RFC 7038914: VM could throw uncaught OOME in ReferenceHandler thread

Peter Levart peter.levart at gmail.com
Fri May 10 10:52:15 UTC 2013


Hi David, Thomas,

I think I understand you now, David. You want to minimize the 
possibility of vacuously passing the test. So here's my attempt at that:


public class OOMEInReferenceHandler {
     static Object[] fillHeap() {
         Object[] first = null, last = null;
         int size = 1 << 20;
         while (size > 0) {
             try {
                 Object[] array = new Object[size];
                 if (first == null) {
                     first = array;
                 } else {
                     last[0] = array;
                 }
                 last = array;
             } catch (OutOfMemoryError oome) {
                 size = size >>> 1;
             }
         }
         return first;
     }

     public static void main(String[] args) throws Exception {
         ThreadGroup tg = Thread.currentThread().getThreadGroup();
         for (
             ThreadGroup tgn = tg;
             tgn != null;
             tg = tgn, tgn = tg.getParent()
             )
             ;

         Thread[] threads = new Thread[tg.activeCount()];
         Thread referenceHandlerThread = null;
         int n = tg.enumerate(threads);
         for (int i = 0; i < n; i++) {
             if ("Reference Handler".equals(threads[i].getName())) {
                 referenceHandlerThread = threads[i];
             }
         }

         if (referenceHandlerThread == null) {
             throw new IllegalStateException("Couldn't find Reference 
Handler thread.");
         }

         ReferenceQueue<Object> refQueue = new ReferenceQueue<>();
         Object referent = new Object();
         WeakReference<Object> weakRef = new WeakReference<>(referent, 
refQueue);

         Object waste = fillHeap();

         referenceHandlerThread.interrupt();

         // allow referenceHandlerThread some time to throw OOME
         Thread.sleep(500L);

         // release waste & referent
         waste = null;
         referent = null;

         // wait at most 10 seconds for success or failure
         for (int i = 0; i < 20; i++) {
             if (refQueue.poll() != null) {
                 // Reference Handler thread still working -> success
                 return;
             }
             System.gc();
             Thread.sleep(500L); // wait a little to allow GC to do it's 
work before allocating objects
             if (!referenceHandlerThread.isAlive()) {
                 // Reference Handler thread died -> failure
                 throw new Exception("Reference Handler thread died.");
             }
         }

         // no sure answer after 10 seconds
         throw new IllegalStateException("Reference Handler thread stuck.");
     }
}


While executing the above test with the patch to ReferenceHandler 
applied, I noticed a strange behaviour.

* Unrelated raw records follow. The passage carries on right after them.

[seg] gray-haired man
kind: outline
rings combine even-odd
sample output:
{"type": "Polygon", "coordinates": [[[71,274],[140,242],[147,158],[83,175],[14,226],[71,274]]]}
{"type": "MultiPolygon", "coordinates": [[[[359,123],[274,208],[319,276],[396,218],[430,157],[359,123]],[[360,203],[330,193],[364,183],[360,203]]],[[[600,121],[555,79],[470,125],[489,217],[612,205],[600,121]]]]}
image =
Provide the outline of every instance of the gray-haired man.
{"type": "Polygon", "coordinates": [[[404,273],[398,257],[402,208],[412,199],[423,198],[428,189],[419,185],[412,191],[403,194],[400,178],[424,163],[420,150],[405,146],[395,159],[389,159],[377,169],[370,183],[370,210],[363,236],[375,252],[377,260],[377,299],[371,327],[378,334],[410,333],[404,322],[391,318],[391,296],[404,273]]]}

I can reproduce this behaviour 
reliably on both JDK7 and JDK8. When the patch is applied as proposed:

                         try {
                             lock.wait();
                         } catch (InterruptedException | 
OutOfMemoryError  x) { }

... I still get the following output from the test (reliably, always):

Exception: java.lang.OutOfMemoryError thrown from the 
UncaughtExceptionHandler in thread "Reference Handler"
Exception in thread "main" java.lang.Exception: Reference Handler thread 
died.
         at OOMEInReferenceHandler.main(OOMEInReferenceHandler.java:80)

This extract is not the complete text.